The first text and the second text are then input to the
identification model 107 common to the first and second languages,
respectively. The common identification model 107 is updated such
that labels identified by the common identification model 107 from
the first text and the second text match the correct labels.
The first text in the first language and the second text in the
second language are thus both input to the common identification
model 107. The common identification model 107 is then updated such
that the common identification model 107 identifies appropriate
labels. That is, the identification model 107 based on a plurality
of languages capable of identifying appropriate labels from a
plurality of sets of text in the plurality of languages is
constructed.
The identification model 107 based on the plurality of languages is
appropriately trained in a cross-language manner. The
identification model 107 based on the plurality of languages,
therefore, can identify labels more appropriately than an
identification model based on a single language or a combination of
identification models based on a single language. The
identification model 107, therefore, can appropriately identify
labels representing the content of text in an environment in which
the plurality of languages are used. That is, label identification
quality improves in an environment in which the plurality of
languages are used.
For example, a first conversion model may convert first text into a
first value string, and a second conversion model may convert
second text into a second value string. The first conversion model
converts a plurality of elements expressed in the first language
into a plurality of close values when the plurality of elements are
semantically close to one another. The second conversion model
converts a plurality of elements expressed in the second language
into a plurality of close values when the plurality of elements are
semantically close to one another. The first text converted into
the first value string and the second text converted into the
second value string may be input to the common identification model
107.
As a result, the conversion model based on the meanings of the
elements expressed in each language can convert the corresponding
text into a value string and input the text converted into the
value string to the common identification model 107.

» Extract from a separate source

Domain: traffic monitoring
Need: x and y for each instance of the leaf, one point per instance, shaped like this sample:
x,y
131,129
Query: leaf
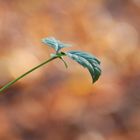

In addition, for example, the first conversion model may convert
the plurality of elements expressed in the first language into a
plurality of close vectors when the plurality of elements are
semantically close to one another. The second conversion model may
convert the plurality of elements expressed in the second language
into a plurality of close vectors when the plurality of elements
are semantically close to one another. The first value string may
be a first vector string. The second value string may be a second
vector string.
As a result, the conversion model based on the meanings of the
elements expressed in each language can convert the corresponding
text into a vector string and input the text converted into the
vector string to the common identification model 107.
In addition, for example, the common identification model 107 may
be a convolutional neural network model. As a result, a
convolutional neural network model is used as the identification
model 107 for identifying labels. The convolutional neural network
model appropriately extracts features and identifies appropriate
labels based on the extracted features. Appropriate labels can thus
be identified.
In addition, for example, the convolutional neural network model
may include a plurality of convolutional layers and a plurality of
pooling layers alternately stacked on one another.
As a result, a convolutional neural network model in which a
plurality of convolutional layers and a plurality of pooling layers
are alternately stacked on one another is used as the
identification model 107 for identifying labels. The convolution
neural network model in which the plurality of convolutional layers
and the plurality of pooling layers are alternately stacked on one
another extracts features more appropriately through a plurality of
feature extraction operations performed on input information. More
appropriate labels can therefore be identified.
In addition, for example, the convolutional neural network model
may separately include at least one convolutional layer
corresponding to the first language and at least one convolutional
layer corresponding to the second language. As a result, the
convolutional layer corresponding to each language can
appropriately extract features. That is, the feature of each
language can be appropriately extracted.
In addition, for example, the convolutional neural network model
may separately include at least one pooling layer corresponding to
the first language and at least one pooling layer corresponding to
the second language. As a result, the pooling layer corresponding
to each language can reduce dimensions of information indicating
features. That is, the dimensions can be reduced before the
plurality of features corresponding to the plurality of languages
are combined with each other. An increase in the amount of
calculation can therefore be suppressed.
In addition, for example, the convolutional neural network model
may include at least one pooling layer common to the first and
second languages. As a result, the plurality of features
corresponding to the plurality of languages can be combined with
each other. The plurality of features combined with each other can
be used to identify labels.
In addition, for example, the convolutional neural network model
may include at least one convolutional layer common to the first
and second languages. As a result, the at least one convolution
layer common to the plurality of languages can extract the
features. That is, the features can be extracted as a process
common to the plurality of languages. An increase in the amount of
calculation can therefore be suppressed.
In addition, for example, the common identification model 107 may
be a recurrent neural network model. As a result, the recurrent
neural network model, which is suitable for natural language
processing, is used as the identification model 107 for identifying
labels. Labels representing the content of text can be
appropriately identified.
In addition, for example, the common identification model 107 may
include a first extraction layer in which a first feature, which is
a feature of text in the first language, is extracted, a second
extraction layer in which a second feature, which is a feature of
text in the second language, is extracted, and a combining layer in
which the first feature and the second feature are combined with
each other.
As a result, the identification model including the plurality of
extraction layers and the combining layer is used as the
identification model 107 for identifying labels. The identification
model 107 including these layers is trained as a whole. Labels can
therefore be appropriately identified.
In addition, for example, in the combining layer, a plurality of
values indicating the first and second features may be connected
with each other. As a result, the plurality of values indicating
the plurality of features corresponding to the plurality of
languages can be simply combined with each other. A result of the
combining can be used to identify labels.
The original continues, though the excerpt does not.